Biery thought it over for a second. “If the network is compromised at all…”

“I get it,” Jack assured him.

Biery and Ryan entered the conference room. Biery removed the Istanbul Drive from its strongbox, then wired it to the PC. He turned the machine back on and waited for it to boot up.

Their first sweep of the drive’s contents showed them that the operating system was the latest version of Windows, and there were quite a few programs, e-mails, documents, and spreadsheets that they would need to go through.

The e-mail program and the documents were password-protected, but Gavin Biery knew this particular encryption program backward and forward, and he finessed his way through in minutes via a back door that he and his team knew about.

Together Biery and Ryan looked through the e-mails first. They were prepared to pull in Arabic- and Turkish- speaking analysts from Rick Bell’s team on the third floor, and they did find dozens of documents in both languages on the drive, but it quickly became apparent that much of the data, and likely the data most relevant to the investigation, was in English.

They found nearly three dozen English e-mails going back about six months from the same address. As they read through them in chronological order, Jack spoke into the phone to the other analysts. “From his e-mails, it looks like our man in Istanbul was working directly with an English speaker. This guy communicated under the code name of Center. Doesn’t ring a bell from any data mining we’ve done on known personality aliases, but that’s no surprise. We’ve been focusing on terrorists, and this is looking like it’s a different animal.”
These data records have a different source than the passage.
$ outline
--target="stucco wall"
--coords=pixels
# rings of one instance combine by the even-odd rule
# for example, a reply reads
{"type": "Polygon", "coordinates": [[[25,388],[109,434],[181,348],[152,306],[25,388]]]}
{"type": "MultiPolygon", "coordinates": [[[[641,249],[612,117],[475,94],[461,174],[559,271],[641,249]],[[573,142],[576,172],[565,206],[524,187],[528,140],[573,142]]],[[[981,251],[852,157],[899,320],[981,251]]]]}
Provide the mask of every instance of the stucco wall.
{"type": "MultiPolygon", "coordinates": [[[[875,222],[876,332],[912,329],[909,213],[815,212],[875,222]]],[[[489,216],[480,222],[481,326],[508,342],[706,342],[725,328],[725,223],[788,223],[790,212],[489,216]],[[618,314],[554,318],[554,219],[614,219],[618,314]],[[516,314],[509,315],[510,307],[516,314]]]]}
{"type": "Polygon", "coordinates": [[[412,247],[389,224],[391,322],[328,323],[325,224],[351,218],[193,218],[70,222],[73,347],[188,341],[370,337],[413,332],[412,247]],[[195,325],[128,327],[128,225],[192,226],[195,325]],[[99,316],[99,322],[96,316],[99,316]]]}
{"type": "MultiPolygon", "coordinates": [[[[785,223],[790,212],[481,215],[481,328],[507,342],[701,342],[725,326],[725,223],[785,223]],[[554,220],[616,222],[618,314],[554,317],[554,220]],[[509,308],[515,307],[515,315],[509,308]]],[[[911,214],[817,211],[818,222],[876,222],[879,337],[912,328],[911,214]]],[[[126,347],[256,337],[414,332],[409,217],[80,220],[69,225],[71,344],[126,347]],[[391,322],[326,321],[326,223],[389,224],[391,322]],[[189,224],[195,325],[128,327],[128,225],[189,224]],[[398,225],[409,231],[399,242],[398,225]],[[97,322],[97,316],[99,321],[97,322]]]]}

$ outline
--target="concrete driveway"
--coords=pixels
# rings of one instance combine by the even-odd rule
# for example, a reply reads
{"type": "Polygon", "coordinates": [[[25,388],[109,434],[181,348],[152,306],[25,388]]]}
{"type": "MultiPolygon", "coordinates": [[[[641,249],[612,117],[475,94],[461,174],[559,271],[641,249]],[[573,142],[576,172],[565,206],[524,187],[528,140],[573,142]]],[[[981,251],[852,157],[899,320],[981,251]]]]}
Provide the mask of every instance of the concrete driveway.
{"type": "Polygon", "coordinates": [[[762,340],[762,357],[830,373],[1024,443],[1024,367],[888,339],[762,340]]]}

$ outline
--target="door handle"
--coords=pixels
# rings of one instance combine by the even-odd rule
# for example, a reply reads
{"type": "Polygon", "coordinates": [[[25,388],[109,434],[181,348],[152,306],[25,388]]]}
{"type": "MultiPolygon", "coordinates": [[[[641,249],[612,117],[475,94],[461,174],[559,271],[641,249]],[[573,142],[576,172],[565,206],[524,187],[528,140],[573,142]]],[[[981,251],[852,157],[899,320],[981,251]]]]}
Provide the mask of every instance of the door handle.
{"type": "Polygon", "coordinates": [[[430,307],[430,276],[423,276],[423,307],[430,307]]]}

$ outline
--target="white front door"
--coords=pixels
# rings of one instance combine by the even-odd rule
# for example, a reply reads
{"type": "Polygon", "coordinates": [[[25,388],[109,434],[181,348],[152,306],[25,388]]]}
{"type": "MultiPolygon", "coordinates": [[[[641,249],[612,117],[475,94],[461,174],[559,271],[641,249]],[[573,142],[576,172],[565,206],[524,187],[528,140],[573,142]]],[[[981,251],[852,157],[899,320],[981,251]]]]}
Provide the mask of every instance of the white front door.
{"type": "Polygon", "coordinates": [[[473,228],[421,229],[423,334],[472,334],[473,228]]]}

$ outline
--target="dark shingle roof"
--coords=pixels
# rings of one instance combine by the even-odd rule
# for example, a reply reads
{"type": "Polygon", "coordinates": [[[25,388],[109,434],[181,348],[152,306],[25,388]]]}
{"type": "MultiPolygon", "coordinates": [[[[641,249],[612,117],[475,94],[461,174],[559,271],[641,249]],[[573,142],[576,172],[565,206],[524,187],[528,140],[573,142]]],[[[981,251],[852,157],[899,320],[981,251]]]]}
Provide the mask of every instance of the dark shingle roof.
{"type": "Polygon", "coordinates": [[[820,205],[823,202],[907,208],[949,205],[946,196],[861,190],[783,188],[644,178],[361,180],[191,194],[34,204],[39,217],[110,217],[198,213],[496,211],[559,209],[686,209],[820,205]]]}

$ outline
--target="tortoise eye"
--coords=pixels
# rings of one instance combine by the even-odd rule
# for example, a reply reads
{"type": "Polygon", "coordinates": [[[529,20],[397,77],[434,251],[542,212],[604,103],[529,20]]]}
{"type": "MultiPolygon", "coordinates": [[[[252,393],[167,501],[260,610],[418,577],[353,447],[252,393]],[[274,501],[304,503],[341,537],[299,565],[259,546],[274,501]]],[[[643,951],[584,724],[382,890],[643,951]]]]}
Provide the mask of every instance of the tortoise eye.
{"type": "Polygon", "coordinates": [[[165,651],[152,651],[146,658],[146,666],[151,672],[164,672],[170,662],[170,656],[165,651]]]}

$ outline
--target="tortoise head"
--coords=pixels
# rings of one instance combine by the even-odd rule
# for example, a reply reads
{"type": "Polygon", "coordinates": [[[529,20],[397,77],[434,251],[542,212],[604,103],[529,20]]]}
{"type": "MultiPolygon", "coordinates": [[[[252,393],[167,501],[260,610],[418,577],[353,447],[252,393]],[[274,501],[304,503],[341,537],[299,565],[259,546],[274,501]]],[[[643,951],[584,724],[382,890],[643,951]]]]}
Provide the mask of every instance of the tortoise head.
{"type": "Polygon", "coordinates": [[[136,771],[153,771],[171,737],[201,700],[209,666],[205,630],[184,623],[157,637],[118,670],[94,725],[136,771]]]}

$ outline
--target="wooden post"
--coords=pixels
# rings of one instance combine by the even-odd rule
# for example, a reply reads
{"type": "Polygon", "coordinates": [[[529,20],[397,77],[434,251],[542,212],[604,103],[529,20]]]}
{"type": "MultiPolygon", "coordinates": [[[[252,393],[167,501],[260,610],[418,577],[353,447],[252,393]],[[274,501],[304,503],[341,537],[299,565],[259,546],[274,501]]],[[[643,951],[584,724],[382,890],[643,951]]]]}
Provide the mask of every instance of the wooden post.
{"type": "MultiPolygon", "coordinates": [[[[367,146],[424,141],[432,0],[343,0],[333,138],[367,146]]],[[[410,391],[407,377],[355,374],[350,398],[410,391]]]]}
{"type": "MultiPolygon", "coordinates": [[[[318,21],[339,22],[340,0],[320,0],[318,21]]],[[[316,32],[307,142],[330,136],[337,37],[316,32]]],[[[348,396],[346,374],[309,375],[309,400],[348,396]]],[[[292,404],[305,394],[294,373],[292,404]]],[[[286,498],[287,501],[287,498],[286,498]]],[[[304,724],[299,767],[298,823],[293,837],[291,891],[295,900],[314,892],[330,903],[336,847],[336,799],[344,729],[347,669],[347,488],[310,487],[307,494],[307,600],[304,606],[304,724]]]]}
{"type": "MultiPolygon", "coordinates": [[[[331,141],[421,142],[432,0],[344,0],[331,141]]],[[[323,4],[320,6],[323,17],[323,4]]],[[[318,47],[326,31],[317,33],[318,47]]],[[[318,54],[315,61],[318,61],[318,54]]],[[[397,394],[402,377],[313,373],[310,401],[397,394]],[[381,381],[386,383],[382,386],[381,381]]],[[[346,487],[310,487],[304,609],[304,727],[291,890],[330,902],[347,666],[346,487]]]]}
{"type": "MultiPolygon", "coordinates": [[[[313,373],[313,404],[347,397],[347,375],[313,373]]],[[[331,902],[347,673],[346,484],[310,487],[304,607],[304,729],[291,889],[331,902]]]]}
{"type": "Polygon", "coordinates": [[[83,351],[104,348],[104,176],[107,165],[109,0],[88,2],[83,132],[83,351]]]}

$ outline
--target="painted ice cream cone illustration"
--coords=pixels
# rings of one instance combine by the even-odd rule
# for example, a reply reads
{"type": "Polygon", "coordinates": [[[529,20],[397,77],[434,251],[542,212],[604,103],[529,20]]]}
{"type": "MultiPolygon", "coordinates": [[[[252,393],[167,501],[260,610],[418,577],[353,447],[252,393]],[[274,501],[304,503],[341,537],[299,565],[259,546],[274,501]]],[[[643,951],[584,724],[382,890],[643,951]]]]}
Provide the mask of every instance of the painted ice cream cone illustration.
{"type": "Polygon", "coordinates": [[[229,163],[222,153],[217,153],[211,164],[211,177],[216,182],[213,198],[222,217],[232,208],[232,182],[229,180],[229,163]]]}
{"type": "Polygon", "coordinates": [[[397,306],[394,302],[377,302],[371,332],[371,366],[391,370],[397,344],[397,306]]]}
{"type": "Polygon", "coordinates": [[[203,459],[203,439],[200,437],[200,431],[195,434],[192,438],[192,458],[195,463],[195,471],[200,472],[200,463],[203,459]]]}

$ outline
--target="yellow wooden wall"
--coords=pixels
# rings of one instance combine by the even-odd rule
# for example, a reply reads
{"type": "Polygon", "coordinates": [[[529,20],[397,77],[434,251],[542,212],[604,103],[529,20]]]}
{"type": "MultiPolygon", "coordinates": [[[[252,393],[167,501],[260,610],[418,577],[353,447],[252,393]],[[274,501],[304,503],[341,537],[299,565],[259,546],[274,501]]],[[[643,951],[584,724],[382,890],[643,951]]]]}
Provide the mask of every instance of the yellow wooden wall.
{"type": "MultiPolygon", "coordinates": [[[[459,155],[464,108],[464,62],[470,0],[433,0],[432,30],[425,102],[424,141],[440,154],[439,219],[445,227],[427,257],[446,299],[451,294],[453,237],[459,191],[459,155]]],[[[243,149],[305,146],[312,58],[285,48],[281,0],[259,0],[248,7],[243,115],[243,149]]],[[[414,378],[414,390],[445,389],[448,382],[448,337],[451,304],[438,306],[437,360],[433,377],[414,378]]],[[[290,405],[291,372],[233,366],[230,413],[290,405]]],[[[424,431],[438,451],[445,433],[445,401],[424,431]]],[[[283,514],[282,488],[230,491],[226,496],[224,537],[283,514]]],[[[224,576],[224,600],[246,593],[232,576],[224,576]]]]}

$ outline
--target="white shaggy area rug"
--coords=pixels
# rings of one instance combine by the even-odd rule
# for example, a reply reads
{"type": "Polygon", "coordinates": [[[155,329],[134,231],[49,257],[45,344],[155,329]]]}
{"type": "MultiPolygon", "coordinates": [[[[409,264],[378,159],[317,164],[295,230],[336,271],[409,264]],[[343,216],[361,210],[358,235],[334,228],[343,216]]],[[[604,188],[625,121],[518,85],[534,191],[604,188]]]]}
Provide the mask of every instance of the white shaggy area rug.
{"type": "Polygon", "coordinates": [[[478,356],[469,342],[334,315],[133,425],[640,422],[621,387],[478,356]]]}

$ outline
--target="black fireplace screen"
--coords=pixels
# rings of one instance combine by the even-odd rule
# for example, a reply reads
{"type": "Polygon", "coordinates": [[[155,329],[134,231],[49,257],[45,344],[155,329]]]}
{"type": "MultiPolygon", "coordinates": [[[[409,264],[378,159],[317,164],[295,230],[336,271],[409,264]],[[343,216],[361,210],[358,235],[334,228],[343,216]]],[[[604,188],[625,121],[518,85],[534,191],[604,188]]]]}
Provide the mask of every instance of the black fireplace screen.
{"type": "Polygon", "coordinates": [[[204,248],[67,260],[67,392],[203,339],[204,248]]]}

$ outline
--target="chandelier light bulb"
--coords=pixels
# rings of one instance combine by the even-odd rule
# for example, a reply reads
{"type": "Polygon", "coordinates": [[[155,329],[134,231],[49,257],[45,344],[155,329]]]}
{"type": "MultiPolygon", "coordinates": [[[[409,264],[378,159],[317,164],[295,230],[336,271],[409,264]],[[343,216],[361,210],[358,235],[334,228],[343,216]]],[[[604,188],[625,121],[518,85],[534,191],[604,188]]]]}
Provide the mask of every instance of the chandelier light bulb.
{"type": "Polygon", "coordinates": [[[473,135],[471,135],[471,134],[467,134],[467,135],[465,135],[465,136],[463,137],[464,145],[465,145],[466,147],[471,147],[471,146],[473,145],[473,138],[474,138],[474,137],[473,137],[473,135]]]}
Jack read through e-mails and relayed what he found. “The Libyan negotiated payment for a retainer-like relationship with Center, was told that he and his cell would be needed for odd jobs around town…” Jack paused while he dug into the next e-mail. “Here they were sent out to rent some warehouse space”—another e-mail opened—“here they were ordered to pick up a package and deliver it to a man on a freighter docked at Istanbul Port. Another e-mail has them picking up a case from a guy at Cengiz Topel Airport. No mention of the contents, but that’s not surprising. They also did some reconnaissance work at the offices of Turkcell, the mobile phone provider.”

Jack summarized after looking through a few more e-mails: “Just low-rent gofer stuff. Nothing too interesting.”